Chinese electric car maker NIO announced its bleak second-quarter earnings before the market. Although revenue exceeded market expectations, gross profit continued to decline and net loss expanded to 2.7 billion. In addition, the third-quarter financial forecast was far below market expectations. Shares fell more than 7% earlier.

NIO’s second-quarter revenue reportRMB 10.29 billion yuan, better than market expectations of 9.667 billion yuan; gross profit decreased by 14.8% year-on-year to 1.34 billion yuan; net loss reported 2.74 billion yuan, an annual increase of 316.4% and a quarterly increase of 50.4%. Looking ahead, NIO currently expects revenue in the third quarter to be between RMB 12.85 billion and RMB 13.6 billion, compared with the market expectation of RMB 16.23 billion. The vehicle delivery volume in the third quarter is estimated to be between 31,000 and 33,000.

ChargePoint(CHPT-US) rose 3.65% to $15.29 a share in early trade

Electric vehicle charging station manufacturer ChargePoint is favored by the investment bank Credit Suisse, giving the stock a “Buy” rating, mainly because the electric vehicle charging station market is expected to be boosted by the “Inflation Cut Act”, and it is optimistic that ChargePoint’s stock price will soar nearly 50%. Shares of ChargePoint rose more than 3% on the news in premarket trading.

UiPath (PATH-US) plummeted 19.11% to $12.61 a share in early trade

Software developer UiPath’s stock fell nearly 20 percent in premarket trading after its second-quarter earnings report widened its loss and lowered its full-year revenue forecast. According to the financial report, UiPath’s second-quarter revenue was reported at $242.2 million, higher than the company’s forecast range of $229 million to $231 million, compared with $195.5 million in the same period last year; loss per share was reported at $0.22, compared with 0.19 in the same period last year Dollar.

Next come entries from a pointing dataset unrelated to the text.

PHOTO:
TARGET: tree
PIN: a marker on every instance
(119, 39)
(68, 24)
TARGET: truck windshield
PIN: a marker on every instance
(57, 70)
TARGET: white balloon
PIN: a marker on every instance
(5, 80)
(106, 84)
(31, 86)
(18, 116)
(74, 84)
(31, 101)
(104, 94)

Looking ahead, UiPath expects third-quarter revenue to be in the range of $243 million to $245 million, and full-year revenue of $1.002 billion to $1.007 billion, down from the previous range of $1.085 billion to $1.09 billion.

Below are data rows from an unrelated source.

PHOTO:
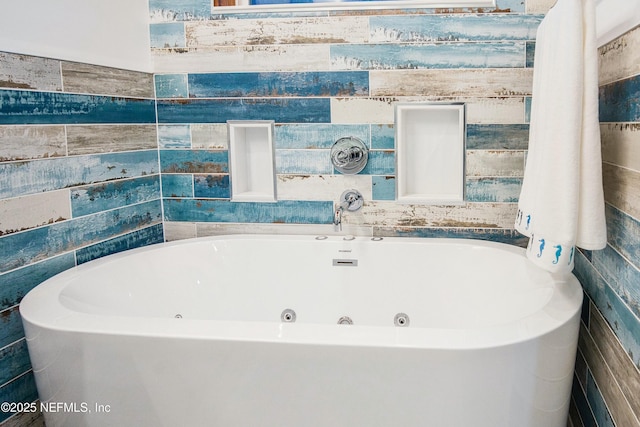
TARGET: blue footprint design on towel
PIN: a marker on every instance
(558, 253)
(541, 247)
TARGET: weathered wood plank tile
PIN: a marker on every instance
(607, 385)
(620, 101)
(194, 161)
(179, 10)
(209, 136)
(31, 142)
(620, 58)
(243, 58)
(20, 249)
(500, 82)
(621, 366)
(440, 55)
(94, 139)
(620, 275)
(623, 232)
(215, 186)
(620, 144)
(539, 6)
(497, 137)
(174, 136)
(480, 110)
(621, 188)
(95, 198)
(311, 136)
(468, 27)
(22, 178)
(28, 107)
(470, 215)
(171, 86)
(15, 284)
(384, 187)
(179, 230)
(618, 315)
(302, 84)
(136, 239)
(99, 80)
(493, 189)
(25, 212)
(283, 211)
(213, 229)
(29, 72)
(313, 30)
(282, 110)
(167, 35)
(321, 187)
(494, 163)
(177, 185)
(502, 235)
(301, 162)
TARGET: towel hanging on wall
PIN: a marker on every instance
(561, 204)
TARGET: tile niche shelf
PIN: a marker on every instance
(430, 144)
(252, 161)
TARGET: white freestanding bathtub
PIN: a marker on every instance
(242, 331)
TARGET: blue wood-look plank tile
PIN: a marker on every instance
(298, 136)
(212, 186)
(114, 194)
(623, 232)
(137, 239)
(531, 53)
(11, 330)
(194, 161)
(177, 185)
(167, 35)
(383, 137)
(28, 107)
(15, 361)
(279, 84)
(179, 10)
(20, 249)
(501, 235)
(303, 162)
(174, 136)
(620, 101)
(582, 405)
(21, 178)
(384, 187)
(622, 320)
(282, 110)
(497, 136)
(21, 389)
(623, 277)
(597, 403)
(171, 86)
(281, 212)
(441, 27)
(441, 55)
(15, 284)
(502, 189)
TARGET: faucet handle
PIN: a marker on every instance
(353, 200)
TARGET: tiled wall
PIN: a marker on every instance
(322, 76)
(79, 179)
(607, 386)
(79, 164)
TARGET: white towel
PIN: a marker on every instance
(561, 205)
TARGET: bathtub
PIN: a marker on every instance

Today’s key economic data:
  • US July trade balance reported – $70.7 billion, expected – $70.3 billion, previous value – $80.9 billion
Wall Street Analysis:

Vincent Mortier, chief investment officer of Amundi SA, and Matteo Germano, deputy chief investment officer, wrote in the report: “There does not appear to be any positive factors for the U.S. stock market to continue the rally, and against the backdrop of a more bleak economic situation, there are risks heading into autumn. Investors should adjust their asset allocation in response to this environment.”

Goldman Sachs strategists warned that more selling is likely as global equities are on the verge of their weakest performance since the European debt crisis a decade ago. The MSCI AC World Index was on track for its longest slump since 2011 and quickly erased a recent rally that a team of Goldman strategists led by Peter Oppenheimer called a “bear market rally.”

“We expect the market to be nearing a step of weakness and volatility before a decisive trough takes shape,” the strategists said.


Leave a Comment

This site uses Akismet to reduce spam. Learn how your comment data is processed.